The Fifth Financial Era: Singularity

Global Financial Data has produced indices that cover global markets from 1601 until 2018. In organizing this data, we have discovered that the history of the stock market over the past 400 years can be broken up into four distinct eras when economic and political factors affected the size and organization of the stock market in different ways. These four eras were Mercantilism (1600-1799), Free Trade (1800-1914), Regulation (1914-1981) and Globalization (1981-).

The first era covers the period from 1600 until 1799 when financial markets funded government bonds and a handful of government monopolies. The British East India Company was established in 1600. For the next 200 years, finacial markets traded a very limited number of securities. After the bubbles of 1719-1720, shares traded more like bonds than equities. Investors were more interested in getting a secure return on their money than investing for capital gains.

The second period from 1800 until 1914 was one of expanding equity markets, globalization of financial markets, and a reduction in the importance of government bonds relative to equities. This changed in the 1790s when first canals, and later railroads changed the nature of financial markets forever. Investors discovered that transportation stocks could provide reliable dividends as well as capital gains. For the next hundred years, investors had the opportunity to invest in thousands of companies that could generate capital gains as well as dividends. Financial markets became globalized and the transportation revolution enabled the global economy to grow. By 1914, capital flowed freely throughout Europe and the rest of the world, enabling investors to optimize returns globally.

The era of free trade came to an end on July 31, 1914 when the worlds stock markets closed down when World War I began. During the war, capital was directed toward paying for the war. Attempts to restore globalized financial markets after the war failed. Financial markets operated on a national level, not on an international level. Before World War I, markets provided similar returns because they were integrated. After the war, national equity market returns diverged because capital was unable to flow to the countries with the highest rates of return. After World War II, Europe nationalized many of its main industries and the United States regulated industries.

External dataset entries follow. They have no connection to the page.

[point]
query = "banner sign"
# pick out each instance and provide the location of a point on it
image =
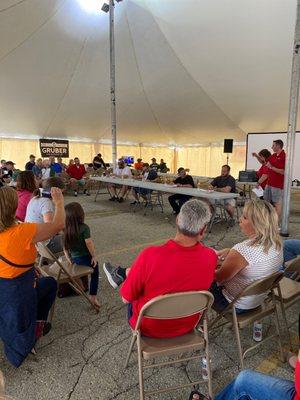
(57, 148)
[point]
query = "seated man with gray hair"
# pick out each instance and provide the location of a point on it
(181, 264)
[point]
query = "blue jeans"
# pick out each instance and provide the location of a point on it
(291, 249)
(221, 302)
(251, 385)
(86, 260)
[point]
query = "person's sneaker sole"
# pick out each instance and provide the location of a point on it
(109, 277)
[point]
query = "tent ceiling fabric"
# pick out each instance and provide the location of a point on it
(192, 71)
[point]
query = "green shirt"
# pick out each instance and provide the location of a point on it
(79, 247)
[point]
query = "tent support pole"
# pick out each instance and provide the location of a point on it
(292, 122)
(113, 82)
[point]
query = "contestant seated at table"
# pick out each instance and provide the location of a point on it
(177, 200)
(147, 175)
(138, 166)
(225, 183)
(122, 171)
(77, 173)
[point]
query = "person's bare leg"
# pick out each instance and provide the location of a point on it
(230, 209)
(135, 195)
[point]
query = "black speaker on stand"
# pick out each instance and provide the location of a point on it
(228, 146)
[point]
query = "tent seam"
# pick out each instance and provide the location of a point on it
(189, 74)
(140, 76)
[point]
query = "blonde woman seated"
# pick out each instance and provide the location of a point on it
(257, 257)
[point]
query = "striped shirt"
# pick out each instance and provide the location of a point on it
(260, 265)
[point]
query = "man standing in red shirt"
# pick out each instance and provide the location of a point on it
(77, 172)
(182, 264)
(276, 164)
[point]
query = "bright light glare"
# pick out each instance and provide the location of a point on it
(91, 6)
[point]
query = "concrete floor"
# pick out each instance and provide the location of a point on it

It wasnt until the 1980s that equity markets became globalized once again when deregulation and privatization swept over the worlds stock markets. The poor performance of markets and the economy in response to the OPEC Oil Crisis of the 1970s brought the role of government in regulating the economy into question. Privatization swept over the capitalist economies, and the former Communist countries opened stock markets and began to integrate with the worlds financial markets. The global market capitalization/GDP ratio increased dramatically.

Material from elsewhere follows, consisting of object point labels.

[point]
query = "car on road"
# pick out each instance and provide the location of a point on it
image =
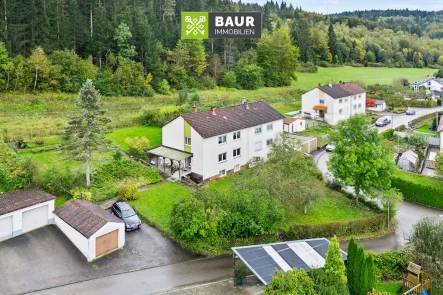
(383, 121)
(411, 112)
(330, 147)
(125, 212)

How long the fourth era will last before we move into a fifth era will depend upon technology. The fifth financial era will begin when financial markets reach singularity, where the national markets in financial assets merge into one market and financial markets are not just global, but singular. All financial assets will trade 24 hours a day over computer networks that are connected to every corner of the globe. Markets have almost reached that point in the foreign exchange market, and it is only a matter of time before the market for financial assets reaches that point as well.

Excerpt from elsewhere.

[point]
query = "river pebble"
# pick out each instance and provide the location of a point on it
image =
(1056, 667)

Given this, it is our prediction that the financial singularity will occur independently of efforts of existing exchanges to merge into a single market. We believe this will happen in the 2020s, but when and how, we do not know. But even when all this happens, and exchanges disappear, companies will still raise capital by issuing shares to the public, billions of people will still rely upon stocks for their investments, and we will still worry about whether the stock market will go up or go down tomorrow.